It’s the second year of PAX South, the San Antonio offshoot of the original Penny Arcade gaming convention PAX Prime. Prime’s inaugural meet was held in Seattle, Washington in 2004 and attracted quite an audience for being the baby of the convention circuit. Since then, PAX has expanded to Boston, Australia and now San Antonio. The Seattle and Boston shows are now regarded as two of the most popular and influential gaming conventions in the world.
Last year, PAX South boasted over 120 different exhibitors. This year’s stats haven’t been released yet, but veterans of the convention were happily surprised to see that it has grown exponentially since then. Not only was the expo hall significantly larger, but the addition of more panels, booths and gaming options brought in a bigger and more diverse crowd than last year.

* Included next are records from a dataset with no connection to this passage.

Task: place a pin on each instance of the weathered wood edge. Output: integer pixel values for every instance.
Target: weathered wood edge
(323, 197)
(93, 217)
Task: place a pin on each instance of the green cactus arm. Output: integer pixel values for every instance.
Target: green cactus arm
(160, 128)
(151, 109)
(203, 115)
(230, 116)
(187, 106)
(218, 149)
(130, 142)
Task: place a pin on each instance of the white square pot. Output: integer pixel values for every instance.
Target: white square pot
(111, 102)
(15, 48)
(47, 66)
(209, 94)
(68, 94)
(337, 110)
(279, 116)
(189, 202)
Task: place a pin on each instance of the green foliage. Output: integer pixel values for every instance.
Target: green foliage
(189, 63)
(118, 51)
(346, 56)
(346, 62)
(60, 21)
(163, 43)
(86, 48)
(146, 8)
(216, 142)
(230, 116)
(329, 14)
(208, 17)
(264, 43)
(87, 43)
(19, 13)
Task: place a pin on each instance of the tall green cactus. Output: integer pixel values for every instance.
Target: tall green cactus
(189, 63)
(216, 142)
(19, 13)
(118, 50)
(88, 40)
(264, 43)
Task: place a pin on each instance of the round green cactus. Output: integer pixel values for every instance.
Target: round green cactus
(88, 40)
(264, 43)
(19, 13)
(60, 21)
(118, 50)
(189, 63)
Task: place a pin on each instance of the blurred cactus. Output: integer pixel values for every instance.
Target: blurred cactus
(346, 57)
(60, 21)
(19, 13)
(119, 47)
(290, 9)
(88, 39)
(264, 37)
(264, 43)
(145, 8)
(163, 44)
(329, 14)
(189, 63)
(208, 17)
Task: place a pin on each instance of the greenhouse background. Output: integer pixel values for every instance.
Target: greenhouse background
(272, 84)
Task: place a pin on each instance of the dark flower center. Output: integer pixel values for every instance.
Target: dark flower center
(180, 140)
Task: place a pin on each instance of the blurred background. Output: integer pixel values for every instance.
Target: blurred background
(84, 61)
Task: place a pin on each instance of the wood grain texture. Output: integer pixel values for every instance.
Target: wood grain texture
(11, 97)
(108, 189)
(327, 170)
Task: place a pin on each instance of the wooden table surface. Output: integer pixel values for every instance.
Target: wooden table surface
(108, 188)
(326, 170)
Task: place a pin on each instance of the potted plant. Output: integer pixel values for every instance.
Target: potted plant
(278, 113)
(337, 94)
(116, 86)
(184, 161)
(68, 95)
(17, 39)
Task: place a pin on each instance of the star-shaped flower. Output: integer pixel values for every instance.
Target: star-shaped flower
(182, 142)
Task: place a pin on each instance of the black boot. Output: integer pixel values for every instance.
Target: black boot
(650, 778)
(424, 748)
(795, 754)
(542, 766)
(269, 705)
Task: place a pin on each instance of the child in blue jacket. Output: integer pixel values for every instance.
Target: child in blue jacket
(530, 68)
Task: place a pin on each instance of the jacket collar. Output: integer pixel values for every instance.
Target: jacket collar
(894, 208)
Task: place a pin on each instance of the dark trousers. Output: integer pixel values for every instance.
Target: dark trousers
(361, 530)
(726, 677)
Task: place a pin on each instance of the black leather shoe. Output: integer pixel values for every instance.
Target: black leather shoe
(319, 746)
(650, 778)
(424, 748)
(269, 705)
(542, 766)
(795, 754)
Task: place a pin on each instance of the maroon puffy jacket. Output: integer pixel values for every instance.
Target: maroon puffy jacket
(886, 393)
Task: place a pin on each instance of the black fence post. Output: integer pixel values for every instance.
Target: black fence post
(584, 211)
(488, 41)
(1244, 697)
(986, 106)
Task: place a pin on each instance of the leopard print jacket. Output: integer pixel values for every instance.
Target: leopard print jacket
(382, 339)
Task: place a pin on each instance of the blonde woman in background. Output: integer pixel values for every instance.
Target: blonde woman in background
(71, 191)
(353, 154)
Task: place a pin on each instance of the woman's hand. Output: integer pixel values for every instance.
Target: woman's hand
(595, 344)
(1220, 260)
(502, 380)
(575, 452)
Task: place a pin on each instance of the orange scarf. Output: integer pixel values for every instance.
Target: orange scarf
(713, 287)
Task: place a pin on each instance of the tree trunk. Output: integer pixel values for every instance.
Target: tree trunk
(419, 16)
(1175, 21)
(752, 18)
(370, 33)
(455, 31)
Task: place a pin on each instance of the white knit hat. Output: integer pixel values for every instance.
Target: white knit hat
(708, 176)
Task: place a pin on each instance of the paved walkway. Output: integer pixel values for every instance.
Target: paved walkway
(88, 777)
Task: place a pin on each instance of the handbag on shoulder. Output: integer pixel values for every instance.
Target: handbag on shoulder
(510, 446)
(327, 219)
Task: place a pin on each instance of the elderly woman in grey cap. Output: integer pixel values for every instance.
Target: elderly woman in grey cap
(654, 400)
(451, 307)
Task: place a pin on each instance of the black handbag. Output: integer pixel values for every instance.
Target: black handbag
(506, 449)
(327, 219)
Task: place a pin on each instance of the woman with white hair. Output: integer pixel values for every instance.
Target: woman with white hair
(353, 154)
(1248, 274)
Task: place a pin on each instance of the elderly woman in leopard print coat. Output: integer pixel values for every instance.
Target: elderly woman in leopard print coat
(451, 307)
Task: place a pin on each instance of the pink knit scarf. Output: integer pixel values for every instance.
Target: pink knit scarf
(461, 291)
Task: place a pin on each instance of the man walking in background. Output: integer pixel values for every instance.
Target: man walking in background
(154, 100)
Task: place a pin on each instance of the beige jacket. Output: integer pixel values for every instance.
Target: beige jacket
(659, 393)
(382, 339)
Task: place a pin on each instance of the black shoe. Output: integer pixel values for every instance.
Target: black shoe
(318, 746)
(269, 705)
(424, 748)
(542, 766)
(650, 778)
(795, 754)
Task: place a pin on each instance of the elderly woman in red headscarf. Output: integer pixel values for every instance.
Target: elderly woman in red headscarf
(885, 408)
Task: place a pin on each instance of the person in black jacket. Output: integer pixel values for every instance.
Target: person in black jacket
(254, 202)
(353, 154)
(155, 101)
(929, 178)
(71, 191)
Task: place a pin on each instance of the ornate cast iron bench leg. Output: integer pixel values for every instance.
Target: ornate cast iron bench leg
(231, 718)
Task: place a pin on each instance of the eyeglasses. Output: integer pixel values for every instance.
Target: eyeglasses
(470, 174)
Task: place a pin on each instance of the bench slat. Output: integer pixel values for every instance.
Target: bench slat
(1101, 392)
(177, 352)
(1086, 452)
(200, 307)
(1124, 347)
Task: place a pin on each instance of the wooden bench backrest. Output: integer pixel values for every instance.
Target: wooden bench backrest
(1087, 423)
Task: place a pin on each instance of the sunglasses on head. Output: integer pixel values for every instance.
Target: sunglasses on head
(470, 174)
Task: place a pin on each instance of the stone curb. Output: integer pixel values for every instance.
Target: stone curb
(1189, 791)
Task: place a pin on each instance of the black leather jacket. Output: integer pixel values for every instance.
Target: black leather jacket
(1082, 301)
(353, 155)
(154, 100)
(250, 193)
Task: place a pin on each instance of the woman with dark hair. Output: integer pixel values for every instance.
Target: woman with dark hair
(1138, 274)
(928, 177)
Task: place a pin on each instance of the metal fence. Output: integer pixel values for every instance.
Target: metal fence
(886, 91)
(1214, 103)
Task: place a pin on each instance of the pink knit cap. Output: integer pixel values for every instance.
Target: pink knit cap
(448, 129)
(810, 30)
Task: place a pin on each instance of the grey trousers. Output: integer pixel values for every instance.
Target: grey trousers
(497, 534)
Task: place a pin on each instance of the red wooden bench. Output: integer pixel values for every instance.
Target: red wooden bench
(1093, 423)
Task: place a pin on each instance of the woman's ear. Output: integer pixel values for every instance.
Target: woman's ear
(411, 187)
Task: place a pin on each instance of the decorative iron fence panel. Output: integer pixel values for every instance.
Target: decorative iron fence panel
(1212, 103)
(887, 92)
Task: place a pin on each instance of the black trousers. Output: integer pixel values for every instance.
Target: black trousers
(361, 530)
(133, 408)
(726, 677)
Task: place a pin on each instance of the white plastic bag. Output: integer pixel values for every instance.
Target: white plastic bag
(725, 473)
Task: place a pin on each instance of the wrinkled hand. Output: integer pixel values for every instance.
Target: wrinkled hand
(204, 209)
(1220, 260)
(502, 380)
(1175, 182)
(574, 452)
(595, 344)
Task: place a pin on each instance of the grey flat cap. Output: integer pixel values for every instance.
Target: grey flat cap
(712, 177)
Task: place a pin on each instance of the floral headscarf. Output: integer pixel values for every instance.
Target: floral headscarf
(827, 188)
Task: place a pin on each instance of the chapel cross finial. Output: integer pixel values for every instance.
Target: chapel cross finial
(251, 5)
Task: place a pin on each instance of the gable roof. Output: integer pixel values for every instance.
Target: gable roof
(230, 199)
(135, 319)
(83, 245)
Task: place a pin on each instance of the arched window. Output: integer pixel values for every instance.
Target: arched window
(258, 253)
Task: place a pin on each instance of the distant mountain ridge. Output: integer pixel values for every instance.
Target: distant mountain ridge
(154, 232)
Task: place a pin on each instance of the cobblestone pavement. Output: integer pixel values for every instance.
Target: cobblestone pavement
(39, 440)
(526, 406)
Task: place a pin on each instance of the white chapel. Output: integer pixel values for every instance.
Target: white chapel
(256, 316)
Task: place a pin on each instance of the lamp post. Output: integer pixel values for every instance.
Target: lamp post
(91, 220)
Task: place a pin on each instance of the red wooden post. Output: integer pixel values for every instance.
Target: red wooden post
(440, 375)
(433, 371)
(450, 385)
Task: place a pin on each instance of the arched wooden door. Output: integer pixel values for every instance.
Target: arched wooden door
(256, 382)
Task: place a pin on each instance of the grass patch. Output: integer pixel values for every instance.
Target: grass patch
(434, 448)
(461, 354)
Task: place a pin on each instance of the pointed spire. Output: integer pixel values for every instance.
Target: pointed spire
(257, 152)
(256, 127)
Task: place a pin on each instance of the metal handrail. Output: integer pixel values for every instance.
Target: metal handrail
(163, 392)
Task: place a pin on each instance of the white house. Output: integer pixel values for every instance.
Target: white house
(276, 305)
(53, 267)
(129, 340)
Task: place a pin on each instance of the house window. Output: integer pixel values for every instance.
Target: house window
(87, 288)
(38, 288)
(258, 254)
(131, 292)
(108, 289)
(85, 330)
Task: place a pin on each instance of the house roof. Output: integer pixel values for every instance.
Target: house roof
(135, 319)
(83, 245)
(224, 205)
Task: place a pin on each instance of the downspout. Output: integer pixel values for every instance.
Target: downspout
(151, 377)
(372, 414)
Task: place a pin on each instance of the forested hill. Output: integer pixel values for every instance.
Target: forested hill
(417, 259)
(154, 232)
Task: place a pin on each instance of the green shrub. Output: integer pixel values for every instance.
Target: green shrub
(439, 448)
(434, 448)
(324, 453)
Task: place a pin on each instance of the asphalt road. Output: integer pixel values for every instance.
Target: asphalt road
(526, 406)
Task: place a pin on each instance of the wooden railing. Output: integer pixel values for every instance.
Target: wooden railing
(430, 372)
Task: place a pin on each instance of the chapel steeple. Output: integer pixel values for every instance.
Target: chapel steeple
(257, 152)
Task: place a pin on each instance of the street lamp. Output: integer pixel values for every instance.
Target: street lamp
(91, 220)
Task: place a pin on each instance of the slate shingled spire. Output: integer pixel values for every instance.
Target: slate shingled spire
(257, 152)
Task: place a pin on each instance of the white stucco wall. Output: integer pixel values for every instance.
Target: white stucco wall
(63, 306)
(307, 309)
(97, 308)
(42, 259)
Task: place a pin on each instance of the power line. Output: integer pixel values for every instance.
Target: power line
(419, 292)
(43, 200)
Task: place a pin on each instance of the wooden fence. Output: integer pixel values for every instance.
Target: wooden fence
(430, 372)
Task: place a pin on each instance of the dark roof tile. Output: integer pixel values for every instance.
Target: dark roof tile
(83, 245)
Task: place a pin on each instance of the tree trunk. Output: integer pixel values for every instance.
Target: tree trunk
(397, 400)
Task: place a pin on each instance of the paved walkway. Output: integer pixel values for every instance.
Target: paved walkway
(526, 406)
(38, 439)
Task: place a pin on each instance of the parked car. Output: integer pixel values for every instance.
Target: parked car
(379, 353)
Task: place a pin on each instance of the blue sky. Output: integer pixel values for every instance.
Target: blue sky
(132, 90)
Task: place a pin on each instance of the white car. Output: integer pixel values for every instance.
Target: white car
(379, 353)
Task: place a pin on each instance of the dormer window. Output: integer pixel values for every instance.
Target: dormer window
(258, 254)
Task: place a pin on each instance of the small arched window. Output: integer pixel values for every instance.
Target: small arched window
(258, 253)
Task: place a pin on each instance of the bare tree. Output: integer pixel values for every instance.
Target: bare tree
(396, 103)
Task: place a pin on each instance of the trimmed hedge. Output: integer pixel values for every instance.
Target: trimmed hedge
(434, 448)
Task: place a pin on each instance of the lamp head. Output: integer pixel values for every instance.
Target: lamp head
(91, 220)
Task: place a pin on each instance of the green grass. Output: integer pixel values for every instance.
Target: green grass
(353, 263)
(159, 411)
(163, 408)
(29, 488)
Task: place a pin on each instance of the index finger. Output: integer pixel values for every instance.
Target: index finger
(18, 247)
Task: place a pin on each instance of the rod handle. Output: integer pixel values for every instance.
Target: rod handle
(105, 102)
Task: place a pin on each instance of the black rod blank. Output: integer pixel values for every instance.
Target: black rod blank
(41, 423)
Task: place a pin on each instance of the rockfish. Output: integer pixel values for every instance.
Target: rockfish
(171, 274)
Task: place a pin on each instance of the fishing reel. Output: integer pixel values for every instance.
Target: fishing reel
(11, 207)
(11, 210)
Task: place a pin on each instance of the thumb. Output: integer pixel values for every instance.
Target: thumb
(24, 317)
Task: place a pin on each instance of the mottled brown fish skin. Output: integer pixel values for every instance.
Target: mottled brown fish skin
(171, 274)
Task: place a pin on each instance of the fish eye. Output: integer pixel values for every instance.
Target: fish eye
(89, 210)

Walking through the expo hall’s entrance, I was a little overwhelmed. On my left, a sea of tournament players battled it out on old school Nintendo 64s. To my right, a live Twitch show was streaming to thousands of viewers across the world. There were gamers of all types as far as the eye could see. Some were crouched over their tabletop games and some toggled the joysticks of vintage Capcom arcade machines. Despite the bevy of remastered throwback games, the big stars of the weekend were the indie developers.
Since South is the smallest of the four PAX cons, it tends to attract the smaller, less popular games on the market. As someone who typically leans towards blockbuster games in the industry, I didn’t expect to be blown away or anything of the sort. Wrong. With every visit to a new indie game booth, I became more aware of the influence these smaller games have on the industry. Sure, the budgets are smaller and development is typically less smooth, but these passion projects are so charming, inventive and beautifully designed that you nearly forget you’re playing something built by two game devs who most likely run on solely Mountain Dew.
One of the standouts this year is a small, Kickstarter-backed indie game named “Light Fall.” It’s a side-scrolling platformer with an atmospheric 2D art style that seems to be taking over the industry these days. Simple, story-driven, and beautifully designed, Light Fall is one of many indie games this year that is sure to see success.
Also on the indie gaming front was Marble Mountain, a virtual reality game reminiscent of the classic arcade game where players must traverse a 3D landscape with their marble and do whatever they can to keep it on its path. “Marble Mountain,” developed by the Australian team Lightning Rock, puts a cinematic spin on the arcade classic. As you travel through various terrains (I played in a stunning, green grassland), you encounter some of the most creative obstacles I’ve seen in a platformer. There are avalanches, lava flows, explosions, and more. “Marble Mountain’s” booth was present at last year’s South as well, but if production continues as planned, it will be released on Steam this month. You can play the app version for iOS and Android now.
Finally, there was Song of the Deep, which isn’t technically an indie game, but it sure had the heart of one. With a sweet story of a young girl searching for her missing father, Deep is the underwater adventure game I’ve been waiting for. Part of its booth included a giant mural where an artist was recreating the game’s submerged world on a much larger scale. Such an intense focus on art design was absolutely a recurring theme in the games I was able to demo.
These are just three of the seemingly endless amount of small-scale games showcased at PAX South 2016. It’s refreshing to see that you don’t need a multi-million dollar budget and a team of over a 100 people to make mesmerizing, impressive games. I’m excited to see what the rest of this year holds for the gaming industry.